- Weverton é o único convocado que fez toda a carreira no futebol brasileiro, entre os 27 chamados por Ancelotti para a Copa.
- A maioria dos selecionados atuou por clubes no exterior em algum momento, configurando uma seleção da diáspora.
- Ibañez, por exemplo, jogou 39 partidas pelo Fluminense antes de ir para a Atalanta e, desde 2022, atua pela seleção.
- Ederson Silva iniciou no Desportivo Brasil, passou pela China e Europa, chegou ao Brasil novamente em 2024 para a seleção.
- Douglas Santos passou por Náutico, Granada, Udinese, Hamburgo e Zenit, naturalizou-se russo em 2025 e está entre os chamados para a Copa.
A seleção brasileira convocada por Carlo Ancelotti para a Copa do Mundo reúne 27 atletas, e apenas Weverton atuou toda a carreira no futebol do Brasil. A maioria já defendeu clubes no exterior, sinalizando uma tendência clara na formação recente.
A lista evidencia uma chamada de jogadores com passagem ampla por ligas estrangeiras, o que reacende o debate sobre a identificação do torcedor com a chamada “seleção da diáspora”. Mesmo assim, os atletas se reconhecem como brasileiros.
Weverton é o único entre os 27 a ter trajetória integralmente nacional. O goleiro iniciou no Brasil, passou por clubes importantes do país e chegou à convocação em 2016, após atuações destacadas.
Perfis de trajetória
Ibañez, gaúcho, disputou 39 partidas pelo Fluminense entre 2018 e 2019, foi para a Atalanta e, desde 2022, integra a seleção.
Ederson Silva, do Mato Grosso do Sul, começou no Desportivo Brasil, passou pela China e pelo Shandong Luneng, chegou ao Cruzeiro, depois ao Salernitana, com passagem por várias equipes do Brasil.
Gabriel Magalhães, paulista, estreou no Avaí em 2016, foi contratado pelo Lille após um ano na base, passou por empréstimos e chegou ao Arsenal em 2020; entrou na seleção em 2021.
Douglas Santos, paraibano, iniciou no Náutico, foi para Granada, Udinese e Atlético Mineiro, depois passou por Hamburgo, Zenit e, em 2025, naturalizou russo, mantendo elegibilidade para o Brasil.

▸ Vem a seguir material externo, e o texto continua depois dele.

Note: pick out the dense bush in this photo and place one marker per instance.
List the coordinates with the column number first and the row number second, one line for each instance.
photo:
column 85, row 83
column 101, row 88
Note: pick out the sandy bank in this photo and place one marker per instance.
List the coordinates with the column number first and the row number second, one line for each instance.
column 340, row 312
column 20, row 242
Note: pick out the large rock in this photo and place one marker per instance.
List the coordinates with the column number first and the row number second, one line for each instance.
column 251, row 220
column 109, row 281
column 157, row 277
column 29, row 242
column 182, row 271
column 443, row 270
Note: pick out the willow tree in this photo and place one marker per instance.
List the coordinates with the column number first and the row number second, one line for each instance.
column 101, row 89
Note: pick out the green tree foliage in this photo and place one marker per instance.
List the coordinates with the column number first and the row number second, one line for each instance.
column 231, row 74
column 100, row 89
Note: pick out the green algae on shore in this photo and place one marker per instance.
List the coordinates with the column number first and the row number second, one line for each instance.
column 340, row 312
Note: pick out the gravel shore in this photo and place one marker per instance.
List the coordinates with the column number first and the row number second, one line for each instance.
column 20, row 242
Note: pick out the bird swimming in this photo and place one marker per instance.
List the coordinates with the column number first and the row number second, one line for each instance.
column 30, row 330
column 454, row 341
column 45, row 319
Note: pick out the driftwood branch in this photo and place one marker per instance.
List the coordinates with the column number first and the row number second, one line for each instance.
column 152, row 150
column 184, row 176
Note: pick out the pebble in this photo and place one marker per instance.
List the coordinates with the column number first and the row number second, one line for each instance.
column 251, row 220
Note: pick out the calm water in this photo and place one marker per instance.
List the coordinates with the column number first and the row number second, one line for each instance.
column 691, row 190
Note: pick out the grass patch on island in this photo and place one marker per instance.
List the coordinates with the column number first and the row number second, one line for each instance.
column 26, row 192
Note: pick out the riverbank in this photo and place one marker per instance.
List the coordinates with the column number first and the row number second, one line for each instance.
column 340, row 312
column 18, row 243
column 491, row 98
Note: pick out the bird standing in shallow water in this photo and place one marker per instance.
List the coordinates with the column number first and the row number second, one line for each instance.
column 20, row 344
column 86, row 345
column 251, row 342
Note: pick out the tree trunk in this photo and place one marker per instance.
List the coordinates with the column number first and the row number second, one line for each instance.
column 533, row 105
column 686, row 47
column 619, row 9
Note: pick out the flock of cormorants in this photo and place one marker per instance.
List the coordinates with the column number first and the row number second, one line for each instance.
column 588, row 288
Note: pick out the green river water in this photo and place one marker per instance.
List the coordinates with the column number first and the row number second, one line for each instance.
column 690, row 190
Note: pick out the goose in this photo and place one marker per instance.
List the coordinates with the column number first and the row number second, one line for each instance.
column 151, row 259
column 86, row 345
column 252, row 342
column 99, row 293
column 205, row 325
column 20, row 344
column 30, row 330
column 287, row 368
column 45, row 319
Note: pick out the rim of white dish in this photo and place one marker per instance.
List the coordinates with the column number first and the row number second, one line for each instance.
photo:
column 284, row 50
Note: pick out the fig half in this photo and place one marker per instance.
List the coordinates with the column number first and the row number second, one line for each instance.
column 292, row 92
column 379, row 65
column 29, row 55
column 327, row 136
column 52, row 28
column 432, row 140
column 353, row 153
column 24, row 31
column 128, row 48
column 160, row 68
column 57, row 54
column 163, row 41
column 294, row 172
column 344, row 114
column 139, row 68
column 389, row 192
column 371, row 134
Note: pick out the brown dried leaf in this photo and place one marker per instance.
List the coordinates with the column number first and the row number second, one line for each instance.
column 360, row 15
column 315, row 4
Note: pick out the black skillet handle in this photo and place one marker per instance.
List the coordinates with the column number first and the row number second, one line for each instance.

Ederson treinava na base do São Paulo até aos 15 anos, seguiu para Benfica, passou por Ribeirão, Rio Ave, Benfica, Manchester City e integrou a seleção com Dunga em 2016.
Alisson, gaúcho, iniciou na base do Inter, jogou pela Roma, consolidou-se no Liverpool após 2018 e integrou a seleção desde 2015.
Bremer, baiano, iniciou no Desportivo Brasil, jogou no Atlético Mineiro, Torino e Juventus; foi chamado para a Copa de 2022, em atuação recente na seleção.
Léo Pereira, paranaense, teve passagem por Athletico-PR, Guaratinguetá, Náutico, Orlando City e Flamengo; foi incluído por Ancelotti nos amistosos que antecederam a convocação para a Copa.
Weverton, o único com carreira brasileira integral, foi reconhecido pela seleção em 2016, após título olímpico no Rio de Janeiro.
Observações finais
A composição mostra um grupo com forte peso de experiências internacionais, mas sem abrir mão de manter Paulo Brasil em parte de sua base de formação. A seleção segue sob avaliação para o campeonato mundial, com foco em desempenho e coesão tática.